Performing Due Diligence for Investing in Real Estate Development

How do I perform due diligence for investing in a real estate development project?

A real estate developer showed me a couple of the projects he's working on. They seemed like good investments. 10% a year for the first 5 years + 20% IRR. What sort of due diligence can I perform? I want to make sure he doesn't just steal my money and never does the project.

9 Comments
 
Best Response

Do your own research to confirm the project's feasibility. As mentioned above, make sure the land is entitled or could likely be entitled for the type of project he's proposing. Make sure there's market demand for the product being built. Make sure the lease rates, development costs, etc are all achievable and backed up with market comps. As far as stealing your money, use a good attorney to review/draft the legal documents. You shouldn't just release all your equity blindly. There should be draws which specify where the money is being spent. Typically the developer spends his portion of the capital stack first, then the equity partners, then the debt. Also look into the developer's track record and make an assessment if you're comfortable giving him your money.

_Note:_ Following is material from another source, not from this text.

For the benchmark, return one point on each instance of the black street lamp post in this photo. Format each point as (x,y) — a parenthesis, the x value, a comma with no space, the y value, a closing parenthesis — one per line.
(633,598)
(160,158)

Good luck!

 
"RE Dev"

... Also look into the developer's track record and make an assessment if you're comfortable giving him your money. Good luck!

My developer's had 3 other projects. One of which he sold and claimed to nearly double investor's money after 2 years. How can verify how his current completed projects are doing compared to projections? Ask him for financials?

 

I imagine the time/date stamped original underwriting materials (he could forward you an email from 2 years ago that stamps the date/time which should match the stamped date time for the excel sheet -- these guys are always forwarding these models to lenders and investors and it would not be a stretch to provide if he wanted. Redacting the 3rd parties is fine) for the project versus the current financials (tenants RR, sales confirmations etc), Juxtapose those and it should give you some idea how well his work aligned with his projections.

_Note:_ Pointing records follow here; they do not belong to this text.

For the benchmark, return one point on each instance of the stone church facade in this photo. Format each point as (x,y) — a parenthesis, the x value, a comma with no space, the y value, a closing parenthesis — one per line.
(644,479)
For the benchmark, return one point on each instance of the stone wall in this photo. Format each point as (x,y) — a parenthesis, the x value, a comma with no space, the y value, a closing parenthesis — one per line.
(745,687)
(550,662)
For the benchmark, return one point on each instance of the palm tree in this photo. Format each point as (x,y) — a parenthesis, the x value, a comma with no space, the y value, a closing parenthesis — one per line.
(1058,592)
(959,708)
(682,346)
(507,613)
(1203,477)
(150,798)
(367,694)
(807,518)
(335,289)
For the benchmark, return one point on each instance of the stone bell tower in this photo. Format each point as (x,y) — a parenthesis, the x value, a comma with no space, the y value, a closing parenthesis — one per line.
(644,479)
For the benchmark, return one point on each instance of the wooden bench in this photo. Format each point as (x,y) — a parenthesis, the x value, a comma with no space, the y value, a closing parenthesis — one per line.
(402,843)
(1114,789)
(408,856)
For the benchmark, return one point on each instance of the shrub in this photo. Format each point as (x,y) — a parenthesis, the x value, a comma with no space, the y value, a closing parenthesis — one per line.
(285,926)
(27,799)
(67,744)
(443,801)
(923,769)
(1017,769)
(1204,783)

If this kind of DD become a critical part of your career, I would suggest reading this book given how it outlines the mindset and methodology as well as what is reasonable to request and investigate when approaching CRE deals:

https://www.amazon.com/Diligence-Handbook-Commercial-Real-Estate/dp/151…

 

Most important thing to me is where you are in the market cycle and where the project's completion will be in the market cycle. You could have something proformas great and the underlying premise of the deal could make sense but the project gets whacked by macroeconomic headwinds. Conversely, if you are in the right point in the cycle it becomes that much easier to make money.

I don't know what you are looking at in Boston, but for example if someone came to me and said they wanted to buy raw land in downtown Los Angeles and build a 100 story tower, that very long lead time of several years would be much more risky considering how much money is plowing into or has already planted itself downtown than say a value add deal that could be completed and leased up within a year.

Market timing aside, check their track record. Ask for financials for past deals and investigate past projects. If that checks out, dig into the assumptions of the proposed project. Verify that CAPEX, financing, market projections, etc seem right.

Compare the deal to others on the market that are of a similar type.

 
"greenlander"

Most important thing to me is where you are in the market cycle and where the project's completion will be in the market cycle. You could have something proformas great and the underlying premise of the deal could make sense but the project gets whacked by macroeconomic headwinds.

...rather difficult to predict market cycles, however, much less model them in due diligence.